Il est clairement peu connu chez nous. A 26 ans, le Français Yohan Rossel a pourtant déjà remporté sa catégorie cette année à Francorchamps au terme du Belgium Ypres Rallye, une des étapes l'ayant mené au titre mondial en WRC3 au volant de sa Citroën C3. Il y a deux semaines, on l'a vu plus heureux encore que Sébastien Ogier au moment de fêter sa couronne dans le paddock de Monza.

"Un grand moment oui, partagé avec Sébastien qui fêtait son 8e ou 9e titre, je ne sais même plus. On a bavardé ensemble en allant au podium. C'était sympa de poser pour une photo également avec lui et Julien Ingrassia."

Neuf titres pour Sébastien Loeb, huit pour Seb Ogier, les deux dernières décennies de WRC ont été dominées par les pilotes français. Cela vous aide-t-il ou vous met-il de la pression. Car tout le monde attend maintenant un successeur vu qu'Ogier a annoncé qu'il arrêtait?

"C'est clairement plus que positif pour la popularité du rallye dans notre pays. Cela nous a aidés. Je ne ressens aucune pression par rapport à cela. Je suis content de ma saison, mais je ne suis clairement pas encore à son niveau. Je n'ai encore jamais piloté une WRC1. Honnêtement, je ne me pose pas la question. Pour l'instant, il est impossible d'imaginer de voir un Français prendre leur succession. Je ne tire pas de plans sur la comète. J'espère que cela va continuer pour moi et on verra où cela me mène."

Quels sont les plans pour 2022? Du WRC2?

"Il y a des projets en cours. cela devrait être officialisé dans une dizaine de jours. Je veux continuer avec Citroën, je connais bien l'auto et je pense que je pourrais viser le titre en WRC2 au volant de la C3. Rien n'est encore signé, mais c'est bien parti pour que je sois au départ du prochain Monte-Carlo."

Comment vous retrouvez-vous ici au départ du Spa Rally?

"J'ai été invité par DG Sport, un représentant de Citroën alignant une C3 comme la mienne. Je n'ai donc pas hésité longtemps pour donner une réponse positive. On ne refuse jamais de rouler quand on est jeune et qu'on vous invite dans un bon contexte. Cela va me permettre d'augmenter mon expérience dans des conditions difficiles auxquelles je ne suis pas habitué. Et surtout de rester dans le rythme. On annonce des conditions hivernales auxquelles je ne suis pas habitué. Ce sera une bonne préparation pour le Rallye Monte-Carlo."

Vous êtes en Belgique pour gagner? En tant que champion du monde de la catégorie, vous partez avec l'étiquette de favori...
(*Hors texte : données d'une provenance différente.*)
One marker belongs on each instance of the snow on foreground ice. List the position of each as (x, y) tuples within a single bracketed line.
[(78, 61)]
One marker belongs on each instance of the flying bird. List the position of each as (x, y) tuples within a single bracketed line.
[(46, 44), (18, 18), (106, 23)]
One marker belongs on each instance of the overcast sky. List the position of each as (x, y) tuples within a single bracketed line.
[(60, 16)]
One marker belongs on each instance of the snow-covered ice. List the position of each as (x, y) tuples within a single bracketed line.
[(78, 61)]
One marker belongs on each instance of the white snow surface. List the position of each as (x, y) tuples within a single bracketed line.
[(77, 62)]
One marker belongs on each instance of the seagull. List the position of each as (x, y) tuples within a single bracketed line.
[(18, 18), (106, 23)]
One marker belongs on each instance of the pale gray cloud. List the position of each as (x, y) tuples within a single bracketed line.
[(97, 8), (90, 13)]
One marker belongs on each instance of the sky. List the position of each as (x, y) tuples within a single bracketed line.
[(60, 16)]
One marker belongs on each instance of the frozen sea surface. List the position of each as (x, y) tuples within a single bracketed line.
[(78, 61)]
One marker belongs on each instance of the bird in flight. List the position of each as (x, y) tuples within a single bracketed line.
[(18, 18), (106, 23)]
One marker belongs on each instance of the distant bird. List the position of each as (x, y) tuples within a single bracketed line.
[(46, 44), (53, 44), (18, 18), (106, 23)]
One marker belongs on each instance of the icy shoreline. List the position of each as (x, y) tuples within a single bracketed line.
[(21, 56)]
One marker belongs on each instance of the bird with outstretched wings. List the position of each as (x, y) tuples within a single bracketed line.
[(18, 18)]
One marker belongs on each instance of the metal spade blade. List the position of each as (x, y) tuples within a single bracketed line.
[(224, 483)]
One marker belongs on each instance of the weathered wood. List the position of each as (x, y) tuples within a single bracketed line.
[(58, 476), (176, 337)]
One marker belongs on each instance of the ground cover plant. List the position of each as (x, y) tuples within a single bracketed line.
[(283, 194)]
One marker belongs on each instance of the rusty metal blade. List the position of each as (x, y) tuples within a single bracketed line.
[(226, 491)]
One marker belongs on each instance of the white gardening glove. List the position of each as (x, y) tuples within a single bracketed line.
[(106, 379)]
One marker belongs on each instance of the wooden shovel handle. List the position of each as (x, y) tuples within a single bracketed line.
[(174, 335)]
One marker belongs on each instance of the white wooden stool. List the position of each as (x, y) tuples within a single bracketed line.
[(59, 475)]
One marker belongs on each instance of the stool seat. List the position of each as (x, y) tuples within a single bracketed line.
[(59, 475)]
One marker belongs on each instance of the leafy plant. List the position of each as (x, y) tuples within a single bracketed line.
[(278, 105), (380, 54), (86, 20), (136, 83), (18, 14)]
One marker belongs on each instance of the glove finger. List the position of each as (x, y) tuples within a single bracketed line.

"Je ne le vois pas comme cela. Cela risque d'être compliqué car je suis arrivé mercredi et je n'ai eu l'occasion que d'effectuer deux passages sur des routes magnifiques que je découvre. Je sais que le niveau du championnat de Belgique est très relevé. Je ne me mets aucune pression. Je veux bien faire évidemment, mais aussi prendre du plaisir. Il n'y a pas d'enjeu pour moi. Si je suis devant ou avec eux, tant mieux. Si ce n'est pas le cas et que le rythme des locaux est trop élevé, je ne vais pas me mettre dehors pour tenter l'impossible."

Un podium au minimum?

"Je pense que si vous jouez le podium ce week-end, vous jouerez aussi la victoire car les écarts seront très serrés."

Vous avez un illustre équipier en la personne de Stéphane Lefèbvre. Un sérieux client aussi au sein de votre équipe DG Sport...

"Oui tout à fait. Il a la même envie que moi de bien faire. On s'entend super bien. La rivalité est tout à fait saine entre nous."